Jon’s sense of filial obligation is somewhat more vestigial than Wendy’s. He is also hanging on precariously to a position one or two steps up the intellectual status-ladder from his younger sister as a junior faculty member in theatre-studies at a less-than-distinguished institution of higher learning in Buffalo, New York, and is writing a book about Bertholt Brecht. He too seems a lonely sort and is in the process of separating from his girlfriend, Kasia (Cara Seymour), who is returning to her native Poland. But he takes charge at the moment of crisis and appears to have not the slightest compunction about dumping his father in the cheapest nursing home he can find in Buffalo. Wendy is more guilt-stricken. “We are horrible, horrible, horrible people” she says to Jon as they walk out of the nursing home on their father’s first night there.

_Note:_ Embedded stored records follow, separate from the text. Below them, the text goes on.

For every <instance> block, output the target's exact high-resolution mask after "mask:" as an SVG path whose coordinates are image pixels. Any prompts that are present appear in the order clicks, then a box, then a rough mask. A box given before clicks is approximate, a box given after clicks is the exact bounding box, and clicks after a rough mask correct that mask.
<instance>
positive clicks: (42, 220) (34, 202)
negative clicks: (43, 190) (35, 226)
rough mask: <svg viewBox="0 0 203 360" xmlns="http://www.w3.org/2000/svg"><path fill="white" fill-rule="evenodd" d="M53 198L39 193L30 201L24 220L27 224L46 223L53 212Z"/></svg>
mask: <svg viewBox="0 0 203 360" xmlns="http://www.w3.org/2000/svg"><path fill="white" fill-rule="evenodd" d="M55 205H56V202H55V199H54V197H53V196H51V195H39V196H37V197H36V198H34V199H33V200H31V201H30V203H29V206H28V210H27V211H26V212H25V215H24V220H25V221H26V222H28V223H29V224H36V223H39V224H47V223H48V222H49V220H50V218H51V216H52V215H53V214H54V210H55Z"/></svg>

Wendy comes to live with Jon for a while in his now-empty house, which she says looks as if the Unibomber lives there, until dad settles in. “We’re doing the right thing, Wen,” he reassures her. “We’re taking better care of the old man than he ever did of us.” This is one of several references to the deep resentments harbored by both children against their father, whom they haven’t seen in years and whose sudden need for their attention comes as an almost intolerable interruption to their eminently interruptible lives. Wendy, however, briefly and without success tries to arrange for his care in a more up-market institution. Her effort is sabotaged by dad himself whose orneriness seems long to antedate the infirmities of age which have doubtless exacerbated it.
Dramatically, what wants to happen at this point is that the kids must learn to look at their father in a different light. There is even an opening for such a development when (if I read it right) it is hinted that, even in old age, the old man is bitter about his own upbringing. But nothing is done with this. Not much else happens either. Nobody develops or changes, and the film for all its virtues settles into an unhealthy stagnancy. Its virtues include both the wit of the writing and fine performances by Miss Linney and Mr Hoffman in the principal roles. Mr Bosco is also very good as the old man, but he is imprisoned by Ms Jenkins’s hatred of him and turned into little more than that familiar cinematic and dramatic caricature, the bad dad. That we can come away from this movie with no more sympathy towards or understanding of the father than his children have is a real dramatic failure, it seems to me.
At one point, Wendy has a brief flirtation with Jimmy (Gbenga Akinnagbe) an African-born orderly in the nursing home and asks him if he would like to read her play. He says he would and, when he has read it, tells her that he liked it. “You didn’t think it was a bunch of middle-class whining?” she asks him. “Some spoiled American complaining about her childhood?”
“Not at all,” he says reassuringly.
Miss Jenkins is cutting just a little too near the bone here. Insofar as Wake Me When It’s Over is akin to The Savages — and that will probably seem to most people pretty far — it bears a distinctly uncomfortable resemblance to less artful and less amusing sorts of middle-class whining.